“Tajos son estos de mis propias entrañas
—mis guerreros…”
Martí[1]

I

—¡Atrévanse a entrar en mí! Pero vengan de la mano de Virgilio —advirtió, y su voz vibró con resonancias dantescas. Cauteloso, di el primer paso verso adentro: “¡No, música tenaz, me hables del cielo! / ¡Es morir, es temblar, es desgarrarme / Sin compasión el pecho! (…)”. Y, tanteando en la oscuridad la compañía del latino, me topé con una joven que, con visiones al óleo, a conjurar al cubano vino.

A otros —tal vez por exceso de pudor o de solemnidad, o por la ausencia de ambos— les estuvo vedado traspasar el umbral de la selva oscura. A ella no: a ella se le revelaron las honduras.

Imagen: Tomada de la página de Facebook de Alma Mater

II

De su mano, vi el ojo infantil, aureolado por la corteza del árbol, mirándome con el asombro de quien contempla, colgado a un ceibo del monte, el fruto brutal de la esclavitud.

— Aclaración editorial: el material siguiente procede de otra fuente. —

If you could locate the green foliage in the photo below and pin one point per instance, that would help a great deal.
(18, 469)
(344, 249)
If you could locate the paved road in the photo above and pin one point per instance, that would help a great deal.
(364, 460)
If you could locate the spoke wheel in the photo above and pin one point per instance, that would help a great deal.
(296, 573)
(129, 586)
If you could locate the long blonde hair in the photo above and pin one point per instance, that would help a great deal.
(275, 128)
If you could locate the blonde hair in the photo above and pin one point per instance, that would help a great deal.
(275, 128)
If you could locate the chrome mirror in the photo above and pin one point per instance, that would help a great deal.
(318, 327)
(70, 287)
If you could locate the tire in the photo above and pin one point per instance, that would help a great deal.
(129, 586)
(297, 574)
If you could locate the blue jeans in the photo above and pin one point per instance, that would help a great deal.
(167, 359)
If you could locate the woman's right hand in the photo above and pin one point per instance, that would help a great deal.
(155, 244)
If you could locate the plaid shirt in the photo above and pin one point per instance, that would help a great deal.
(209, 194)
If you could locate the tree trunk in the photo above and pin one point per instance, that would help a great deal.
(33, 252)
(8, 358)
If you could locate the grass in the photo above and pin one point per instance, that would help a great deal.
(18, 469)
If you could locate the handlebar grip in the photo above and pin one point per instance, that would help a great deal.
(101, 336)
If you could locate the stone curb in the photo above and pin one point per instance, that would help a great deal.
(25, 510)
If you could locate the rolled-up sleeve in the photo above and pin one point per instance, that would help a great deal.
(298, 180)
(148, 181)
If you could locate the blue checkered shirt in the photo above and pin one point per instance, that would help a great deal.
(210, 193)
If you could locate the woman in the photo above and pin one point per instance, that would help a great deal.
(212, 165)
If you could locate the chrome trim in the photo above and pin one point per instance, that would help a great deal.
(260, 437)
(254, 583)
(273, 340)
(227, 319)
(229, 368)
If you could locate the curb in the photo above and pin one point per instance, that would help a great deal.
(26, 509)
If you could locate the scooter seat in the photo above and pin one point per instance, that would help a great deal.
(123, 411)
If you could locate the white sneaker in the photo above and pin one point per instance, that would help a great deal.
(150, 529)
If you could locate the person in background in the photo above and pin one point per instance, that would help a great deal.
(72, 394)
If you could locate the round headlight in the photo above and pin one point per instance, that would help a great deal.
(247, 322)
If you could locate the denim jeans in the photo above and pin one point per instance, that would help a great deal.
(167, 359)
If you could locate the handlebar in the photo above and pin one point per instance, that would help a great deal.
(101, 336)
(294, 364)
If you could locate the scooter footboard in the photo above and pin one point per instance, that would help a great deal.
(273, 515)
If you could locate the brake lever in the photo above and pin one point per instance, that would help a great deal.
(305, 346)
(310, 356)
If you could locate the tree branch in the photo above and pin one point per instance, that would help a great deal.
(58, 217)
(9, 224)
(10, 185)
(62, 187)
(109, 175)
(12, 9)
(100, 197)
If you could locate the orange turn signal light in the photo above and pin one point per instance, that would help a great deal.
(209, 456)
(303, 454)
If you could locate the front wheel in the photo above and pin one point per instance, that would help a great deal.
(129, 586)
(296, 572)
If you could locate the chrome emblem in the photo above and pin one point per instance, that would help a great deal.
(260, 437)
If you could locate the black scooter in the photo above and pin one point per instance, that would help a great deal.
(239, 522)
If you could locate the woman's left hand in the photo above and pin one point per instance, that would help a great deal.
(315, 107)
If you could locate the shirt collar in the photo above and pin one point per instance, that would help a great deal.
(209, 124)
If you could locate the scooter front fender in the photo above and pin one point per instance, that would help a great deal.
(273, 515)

Vi a la niña enamorada que murió de frío y de amor, y a tres ángeles llorando su muerte, y a un bosque entero inclinarse de pena. Dos cuadros para una misma escena, como si la anécdota afectara particularmente a la artista que guiaba mis pasos.

Vi —y esa fue mi visión favorita— al amante desnudo, crucificado entre dos amores —el de patria, el de mujer—, rodeado por la pasión reverberante de los rojos y naranjas. Y descubrí el punctum terrible en el anillo de hierro grabado con la palabra “Cuba” —clonado en la mitad de los cuadros. Cruz es toda paradoja y toda paradoja es luz—.

“A otros —tal vez por exceso de pudor o de solemnidad, o por la ausencia de ambos— les estuvo vedado traspasar el umbral de la selva oscura. A ella no: a ella se le revelaron las honduras”.

Al resplandor de una vela, vi a Carmen, la esposa, leyendo adioses de una sombra difuminada entre las brumas del deber.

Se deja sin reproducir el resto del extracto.